SceneCOT Logo

SceneCOT: Eliciting Chain-of-Thought Reasoning in 3D Scenes

1Beijing Institute for General Artificial Intelligence, 2Peking University, 3Tsinghua University

Abstract

Existing research on 3D Large Language Models (LLMs) still struggles to achieve efficient and explainable reasoning, primarily due to the under-exploration of the mechanism of human-like scene-object grounded reasoning. This paper bridges the gap by presenting a novel framework.

We first introduce a Chain-of-Thought reasoning method in 3D scenes (SceneCOT), decoupling a complex reasoning task into simpler and manageable problems, and building corresponding visual clues based on multimodal expert modules. To enable such a method, we build the first large-scale 3D scene Chain-of-Thought reasoning dataset SceneCOT-212K, including 212K high-quality data instances.

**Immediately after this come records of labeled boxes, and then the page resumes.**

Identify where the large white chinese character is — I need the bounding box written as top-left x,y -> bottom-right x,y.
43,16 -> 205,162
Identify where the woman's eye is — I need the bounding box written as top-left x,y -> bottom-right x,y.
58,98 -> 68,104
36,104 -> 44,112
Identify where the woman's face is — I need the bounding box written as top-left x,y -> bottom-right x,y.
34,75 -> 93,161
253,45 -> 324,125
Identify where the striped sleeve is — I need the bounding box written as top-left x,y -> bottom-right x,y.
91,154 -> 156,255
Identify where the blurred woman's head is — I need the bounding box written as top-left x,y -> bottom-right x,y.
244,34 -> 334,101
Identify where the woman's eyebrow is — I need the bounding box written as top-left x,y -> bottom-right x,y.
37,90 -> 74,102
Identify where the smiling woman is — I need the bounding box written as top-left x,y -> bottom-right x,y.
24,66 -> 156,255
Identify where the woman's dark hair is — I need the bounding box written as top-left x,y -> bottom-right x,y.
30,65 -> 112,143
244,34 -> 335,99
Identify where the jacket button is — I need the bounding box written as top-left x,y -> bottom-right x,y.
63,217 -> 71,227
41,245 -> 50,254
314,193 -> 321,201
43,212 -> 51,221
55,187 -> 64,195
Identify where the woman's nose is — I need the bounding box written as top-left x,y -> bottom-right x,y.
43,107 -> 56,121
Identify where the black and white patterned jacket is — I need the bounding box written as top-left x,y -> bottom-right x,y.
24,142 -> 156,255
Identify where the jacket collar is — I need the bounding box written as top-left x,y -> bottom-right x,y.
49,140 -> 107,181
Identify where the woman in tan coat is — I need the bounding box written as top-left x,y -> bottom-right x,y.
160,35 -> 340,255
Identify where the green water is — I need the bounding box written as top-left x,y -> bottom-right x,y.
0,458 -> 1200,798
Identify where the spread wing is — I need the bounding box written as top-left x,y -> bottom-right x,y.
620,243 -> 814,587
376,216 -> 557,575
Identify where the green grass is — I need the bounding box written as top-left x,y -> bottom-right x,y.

Extensive experiments across various complex 3D scene reasoning benchmarks demonstrate that our new framework achieves state-of-the-art with clear interpretability. To our knowledge, this is the first attempt to successfully implement the COT technique for achieving human-like step-by-step reasoning for 3D scene understanding, where we show great potential in extending it to a wider range of 3D scene understanding scenarios.

Examples of Reasoning Chain

Reasoning chain visualization of SceneCOT. The reasoning chain mimics humans' recognition process: from high-level task recognition to low-level visual semantic understanding.

SceneCOT framework

Detailed overview of benchmarking tasks

SceneCOT framework. Our framework enables interpretable step-by-step reasoning in 3D scenes through a Chain-of-Thought (CoT) process.

Qualitative Results

Detailed overview of benchmarking tasks

We provide the illustration of the predicted reasoning chains with the ground-truth annotations. In the first examples, we clearly show the reasoning chains of SceneCOT, which are semanticly consistent with the ground-truth annotations even with some noise. The reasoning chains are interpretable and can be used to explain the final answers.